Preferably, the variation of the analyte concentration consists of a series of these on-off pulse cycles. The optimal times for these pulses are determined by factors such as: analyte concentration; analyte-sensor interaction; apparatus design; and other factors. The optimal times for the pulses may be determined by routine experimentation.
In a preferred embodiment, the concentration of the analyte is varied in a series of four on-off pulse cycles.
Typically, the method of the present invention is carried out in a measurement cell or other suitable apparatus which contains the sensor and is where the sensor is exposed to, and interacts with, the analyte. This cell is generally designed in such a way that either the analyte stream or the reference stream can be switched into the cell. The streams may be alternated in order to modulate the sensor input as described above.
Accordingly, in a yet further aspect, the present invention provides a measurement cell incorporating a sensor for use in a method of the invention. The measurement cell is also the sampling space where the sensor is exposed to the sample.
Preferably, the cell provides for admission of a reference fluid; wherein the reference is substantially free of an analyte; followed or preceded by admission of a fluid phase sample. In a preferred embodiment, wherein the reference and sample are in the gas phase the design of the measurement cell is such that it provides for admission of a carrier gas to flush the sensor, followed or preceded by admission of the analyte carried by the carrier gas. Preferably, the cell includes at least one fluid line incorporating one or more valves to allow this. Preferably, the cell includes a multi-port valve; a 4-way valve; multiple valves; or equivalent method for switching the flow of gas or liquid.
Preferably, the cell includes a charging chamber wherein, upon passage through the charging chamber, the carrier gas picks up the analyte.
Preferably, the measurement cell further comprises a gas purification means for purifying the reference gas and/or the carrier gas. In a particularly preferred embodiment, the reference line includes a gas purification means, such as molecular sieve columns, heating and/or vacuum chambers or the like.
When the analyte stream is switched to the sensor, dynamic processes such as absorption and/or adsorption start at the sensor surface and induce a transient output response from the sensor. When the reference stream is switched to the cell these dynamic processes are reversed and a transient response will again be induced at the sensor output. These dynamic processes are characteristic of the interaction between the sensor surface and the analyte and information on these processes will be contained in the sensor response.
An alternative arrangement for varying the analyte concentration is shown in Figure 6. In such an alternate "sniffer" arrangement, the vapour or liquid sample to be analysed is drawn into the system by a pump. A reference stream is provided by sampled vapour drawn through a filter arrangement. This filter arrangement removes the analyte and related compounds from the carrier stream and thus provides a reference stream to the sensor. A series of valves may be used to switch either the analyte-containing stream or the reference stream to the measurement cell.
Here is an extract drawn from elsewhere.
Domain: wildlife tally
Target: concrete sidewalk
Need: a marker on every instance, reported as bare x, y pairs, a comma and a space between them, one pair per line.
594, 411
The same process may also be performed for an analyte in a liquid phase. In this embodiment the hardware provides a flow of liquid containing the analyte and a liquid reference stream.
The modulated response from the sensor may be recorded by instrumentation as is known in the art. Suitable instrumentation includes a personal computer or equivalent system, or a microprocessor based embedded system, which forms part of the sensor system and can perform analyses on the recorded data in real time or on data collected and stored by the system.
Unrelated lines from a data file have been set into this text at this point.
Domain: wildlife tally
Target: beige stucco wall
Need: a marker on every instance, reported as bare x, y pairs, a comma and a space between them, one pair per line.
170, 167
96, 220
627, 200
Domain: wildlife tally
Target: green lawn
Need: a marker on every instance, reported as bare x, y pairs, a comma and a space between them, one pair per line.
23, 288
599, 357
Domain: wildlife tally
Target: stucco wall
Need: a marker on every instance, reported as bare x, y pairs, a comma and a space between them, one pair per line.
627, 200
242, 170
The modulated sensor response may be from a single cycle or from several cycles.
The modulated sensor response may be processed by suitable mathematical methods or algorithms to extract the frequency content or the temporal content, or both. Suitable methods include the discrete Fourier transform or the short time Fourier transform or the discrete wavelet transform.
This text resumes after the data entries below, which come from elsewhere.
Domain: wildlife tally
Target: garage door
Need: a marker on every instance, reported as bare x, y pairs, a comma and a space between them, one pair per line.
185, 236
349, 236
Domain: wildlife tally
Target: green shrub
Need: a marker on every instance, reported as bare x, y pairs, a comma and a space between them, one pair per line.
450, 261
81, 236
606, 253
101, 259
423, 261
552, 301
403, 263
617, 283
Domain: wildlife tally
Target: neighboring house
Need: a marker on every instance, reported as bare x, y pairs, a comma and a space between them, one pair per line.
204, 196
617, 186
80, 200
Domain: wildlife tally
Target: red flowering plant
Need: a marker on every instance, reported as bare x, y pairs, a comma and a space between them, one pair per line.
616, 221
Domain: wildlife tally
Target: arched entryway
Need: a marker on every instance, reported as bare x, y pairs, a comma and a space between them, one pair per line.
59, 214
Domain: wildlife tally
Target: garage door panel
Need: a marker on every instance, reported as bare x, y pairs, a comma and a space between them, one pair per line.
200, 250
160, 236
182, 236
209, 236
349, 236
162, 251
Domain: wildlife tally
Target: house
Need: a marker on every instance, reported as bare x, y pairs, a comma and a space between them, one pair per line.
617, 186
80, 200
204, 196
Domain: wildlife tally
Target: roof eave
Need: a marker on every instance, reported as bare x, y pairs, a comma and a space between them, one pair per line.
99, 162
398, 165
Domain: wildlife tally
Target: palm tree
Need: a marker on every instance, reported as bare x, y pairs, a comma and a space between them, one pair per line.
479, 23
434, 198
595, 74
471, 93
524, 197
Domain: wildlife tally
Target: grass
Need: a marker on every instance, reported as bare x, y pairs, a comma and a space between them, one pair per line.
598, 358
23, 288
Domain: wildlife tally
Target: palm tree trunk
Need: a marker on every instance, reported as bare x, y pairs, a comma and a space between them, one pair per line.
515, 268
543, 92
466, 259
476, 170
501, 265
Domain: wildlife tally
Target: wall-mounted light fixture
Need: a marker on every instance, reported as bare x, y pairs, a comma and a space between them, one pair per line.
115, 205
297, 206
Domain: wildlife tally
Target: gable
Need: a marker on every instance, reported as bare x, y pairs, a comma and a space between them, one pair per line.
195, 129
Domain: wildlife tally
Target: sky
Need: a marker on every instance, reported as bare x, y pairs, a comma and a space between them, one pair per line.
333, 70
Preferably, the modulated sensor response is processed using the discrete wavelet transform. Such processing provides both frequency and temporal information from the modulated signal. The discrete wavelet transform is related to the short time Fourier transform, but uses scaled and shifted wavelets in order to produce wavelet coefficients c(a,b), defined by the continuous wavelet transform (CWT) as: c(a,b) = jf(t)ψ(a + bt).dt
where the coefficients are now functions of scale (frequency) and time, Ψ is the mother wavelet, and a, b are real numbers for scaling and shifting the waveform.
The choice of mother wavelet as well as the level of analysis of either approximation or detail used will be determined by factors such as the shape of the modulated input signal to the sensor, the sampling rate and the nature of the analyte interaction with the specific sensor.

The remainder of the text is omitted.